The call proved a gold mine of information. Before Patti went on too much longer Luke identified himself as a reporter, fearing as he did so that she would hang up the phone. In his experience, people who had just lost a family member under tragic circumstances responded in one of two ways. Some would tell a reporter to go away, in language as strong as they could muster, while others, the majority in his experience, would want to talk at length about their loved one’s life, from cradle to grave. To be honest, Luke preferred the former reaction, so that he could go back to his bosses and say he had
tried to get a comment or a picture of the deceased, but the family would not cooperate.
The alternative was heart-wrenching, and sometimes exceedingly boring, as teary relatives poured their hearts out.
Patti Lewis was still in shock, neither unfriendly nor effusive. She answered Luke’s questions about Miranda’s life and her work and gave him enough colourful quotes for a good story. She was resigned to talking to him, on the basis that the State Department would release Miranda’s name the next day, and she partially bought his line that there would be fewer callers from the media once his story was on the wire. On top of all that he now knew that Jed was heading to Zimbabwe, to investigate the circumstances of Miranda’s disappearance. He had to get down there and see him. It would make a sensational colour piece. And, the story aside, he wanted to thank Jed and maybe talk through a few things.
He telephoned the IP central newsroom in London and briefed Bernie on his conversation with Patti Lewis. It was Bernie who gave him the news that the US had released the name of the Zanzibari Al Qaeda terrorist who had been killed in Afghanistan during the firefight Luke had been involved in.
The man was a middle-ranking commander who had fought in Chechnya, where he was believed to have been responsible for the downing of a Russian army helicopter which had resulted in the deaths of nearly sixty soldiers.
The many threads of the story had coalesced magically in Luke’s mind. As he’d typed he had smiled to himself as the string of heroic and tragic events filled the page – the brave US Army hero who kills the wanted terrorist, only to find his beloved daughter has been killed in a freak accident.

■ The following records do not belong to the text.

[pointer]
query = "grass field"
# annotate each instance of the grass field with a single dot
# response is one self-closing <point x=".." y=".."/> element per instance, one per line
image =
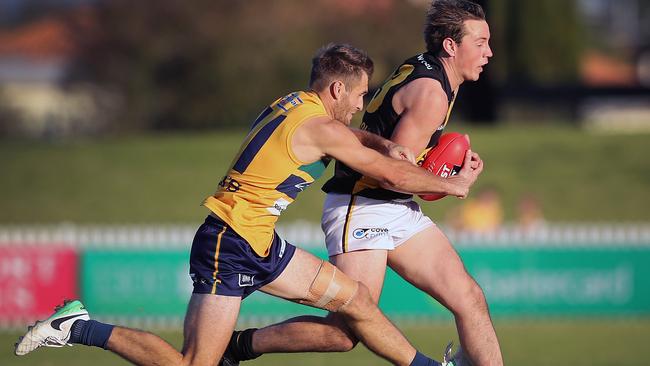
<point x="529" y="343"/>
<point x="577" y="176"/>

Patti Lewis’s quotes had rounded it out nicely.
Below him now, somewhere in the winding alleys of Stone Town, was the missing piece of the story.
Luke walked downstairs to his room and took a cold shower. There was no hot water, even if he’d wanted it. The room was cheap but functional, about a quarter of a star above fleapit status, but his daily expense allowance didn’t allow for much better. He dried off with a threadbare towel that smelled as though it had been washed with hand soap, and put on a navy long-sleeved cotton shirt and a pair of lightweight khaki trousers and sandals for his foray into the labyrinthine alleys of Stone Town. He was looking for leads about the life of an Islamic fundamentalist and was culturally aware enough to know that shorts and a singlet top would not endear him to the man’s family or friends. He shouldered his camera bag, which contained a professional Canon digital body with a twenty-eightto fifty-millimetre lens attached, and a three hundred for long-range shots. He also checked he had his notebook and two pens, and that there was still life in the batteries of his mini cassette recorder.